I'm sorry you got screwed by this distributor, junki, but if you make me clean up multiple posts like this again, you're going on vacation for awhile around here.


----------



## Tusk (Nov 14, 2002)

You'll have a hard time not purchasing from Perfect 10 because they are ultimately the distributor to about 60% of the direcTV local retailors out there. They have the rights to over 30 states for distribution purposes. They were the top distributor of DirecTV in the nation the last 3 years, I believe.

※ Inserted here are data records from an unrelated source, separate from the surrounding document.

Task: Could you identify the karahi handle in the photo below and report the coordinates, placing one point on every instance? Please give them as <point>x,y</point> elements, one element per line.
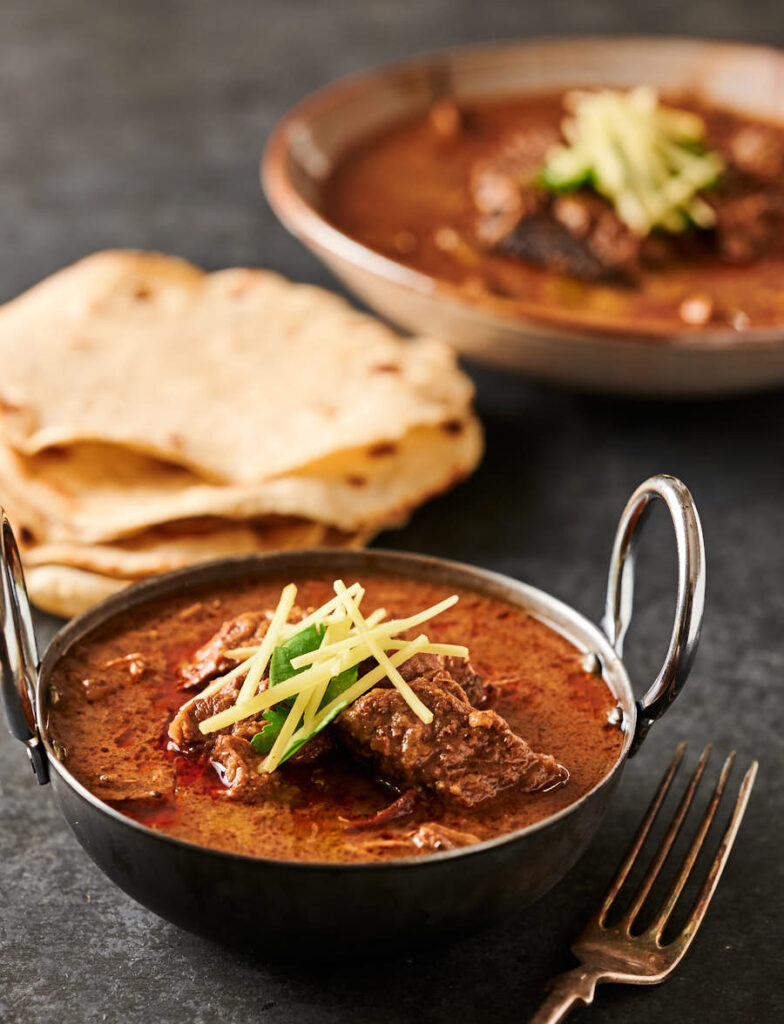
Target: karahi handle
<point>691,591</point>
<point>18,652</point>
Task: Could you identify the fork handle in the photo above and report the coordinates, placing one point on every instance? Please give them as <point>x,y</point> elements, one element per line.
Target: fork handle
<point>566,990</point>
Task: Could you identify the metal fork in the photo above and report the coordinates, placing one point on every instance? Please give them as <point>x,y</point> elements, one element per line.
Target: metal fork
<point>611,952</point>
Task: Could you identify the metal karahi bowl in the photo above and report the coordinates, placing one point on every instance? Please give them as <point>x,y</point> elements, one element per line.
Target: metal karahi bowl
<point>316,908</point>
<point>558,343</point>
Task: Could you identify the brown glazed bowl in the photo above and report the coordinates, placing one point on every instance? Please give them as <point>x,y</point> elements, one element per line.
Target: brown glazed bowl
<point>556,343</point>
<point>364,907</point>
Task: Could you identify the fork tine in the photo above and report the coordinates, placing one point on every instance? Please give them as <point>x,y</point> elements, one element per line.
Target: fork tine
<point>666,844</point>
<point>720,861</point>
<point>642,833</point>
<point>661,919</point>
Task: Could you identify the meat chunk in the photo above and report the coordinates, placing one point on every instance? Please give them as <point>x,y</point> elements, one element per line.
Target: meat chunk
<point>757,151</point>
<point>183,729</point>
<point>209,660</point>
<point>237,765</point>
<point>461,670</point>
<point>464,755</point>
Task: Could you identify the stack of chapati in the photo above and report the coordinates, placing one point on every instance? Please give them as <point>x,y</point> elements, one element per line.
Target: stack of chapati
<point>153,416</point>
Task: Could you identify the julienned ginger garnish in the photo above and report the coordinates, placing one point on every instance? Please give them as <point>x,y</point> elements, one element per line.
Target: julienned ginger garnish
<point>311,669</point>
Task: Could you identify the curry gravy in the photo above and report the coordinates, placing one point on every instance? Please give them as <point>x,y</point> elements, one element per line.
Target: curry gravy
<point>396,190</point>
<point>110,723</point>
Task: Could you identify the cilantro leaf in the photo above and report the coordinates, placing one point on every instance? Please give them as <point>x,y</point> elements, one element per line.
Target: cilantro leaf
<point>280,669</point>
<point>303,642</point>
<point>339,684</point>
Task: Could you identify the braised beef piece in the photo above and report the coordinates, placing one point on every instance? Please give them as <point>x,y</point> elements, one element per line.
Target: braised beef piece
<point>183,729</point>
<point>578,233</point>
<point>237,765</point>
<point>185,734</point>
<point>757,151</point>
<point>749,222</point>
<point>461,670</point>
<point>465,755</point>
<point>209,660</point>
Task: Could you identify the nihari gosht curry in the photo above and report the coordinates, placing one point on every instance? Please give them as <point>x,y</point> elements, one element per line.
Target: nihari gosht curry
<point>313,721</point>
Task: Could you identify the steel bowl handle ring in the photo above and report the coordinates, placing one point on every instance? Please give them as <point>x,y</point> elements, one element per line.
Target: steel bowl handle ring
<point>691,591</point>
<point>18,652</point>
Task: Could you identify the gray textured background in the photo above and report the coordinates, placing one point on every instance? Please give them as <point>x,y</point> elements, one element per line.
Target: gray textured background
<point>140,124</point>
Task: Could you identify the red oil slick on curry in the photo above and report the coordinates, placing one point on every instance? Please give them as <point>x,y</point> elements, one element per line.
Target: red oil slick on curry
<point>113,698</point>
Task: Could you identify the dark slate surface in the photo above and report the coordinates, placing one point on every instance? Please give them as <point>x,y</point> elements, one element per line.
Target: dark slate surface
<point>140,124</point>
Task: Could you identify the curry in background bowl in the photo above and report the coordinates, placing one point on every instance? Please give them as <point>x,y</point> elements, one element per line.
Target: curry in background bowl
<point>601,212</point>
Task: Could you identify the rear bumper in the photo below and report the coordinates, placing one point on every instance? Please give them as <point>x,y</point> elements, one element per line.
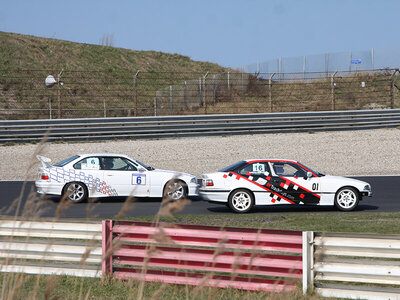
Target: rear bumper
<point>48,187</point>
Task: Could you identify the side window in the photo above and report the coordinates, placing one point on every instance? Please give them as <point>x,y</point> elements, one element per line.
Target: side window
<point>288,169</point>
<point>89,163</point>
<point>255,168</point>
<point>117,164</point>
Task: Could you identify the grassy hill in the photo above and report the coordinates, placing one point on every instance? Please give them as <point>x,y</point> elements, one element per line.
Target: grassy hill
<point>100,81</point>
<point>19,51</point>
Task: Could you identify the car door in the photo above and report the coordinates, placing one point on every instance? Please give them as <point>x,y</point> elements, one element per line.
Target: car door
<point>125,176</point>
<point>290,180</point>
<point>88,171</point>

I'm not supporting them, I'm just saying that you might not have a choice. Even ordering through DirecTV might result in a shipment from Perfect 10.


----------



## junki (Feb 19, 2004)

No PROBLEM AT ALL. have A dsi WAREHOUSE DOWN THE ROAD. p10 WAS JUST A CHOICE OF MANY TO PURCHASE FROM BECAUSE OF PRICES


----------



## Mike500 (May 10, 2002)

I've bought for Perfect 10 for a long time. I have never had problems with them. If they did put porn charges on my credit card, I'd just contact my credit card issuer and have them disputed.


----------



## DishDude1 (Apr 13, 2002)

LOL! 
DSI = 

Don't
Stock
It

Have fun with your new distributor! DSI truly is a joy to work with. :lol:


----------



## 88fan (Jan 22, 2004)

been dealing with perfect 10 for years.....never any problems .....good luck with dsi.(ha ha)


----------



## Van (May 4, 2004)

Sounds like you got pooched by one bad employee, I'd suggest that you first file a police report, dispute the charges at the bank or CC provider, contact your lawyer and get incontact with the head of P10 as well as direct and inform them of this problem.


----------



## waydwolf (Feb 2, 2003)

I too have never had any problems with P10 and they're the single best known distributor out there for economically priced DBS supplies. The lowest prices you find at retail anywhere are still 25%-250% above P10's. With the volume of business they do, and the spotlight on them that goes with it, they can't afford this sort of thing. Their catalog plainly states the e-mail naming convention for them and makes it easy to e-mail anyone right up to their senior execs who they've named in catalogs over the years with their pictures.

How many companies make those in charge so plainly visible as P10?

If it is true, pursue a case.


----------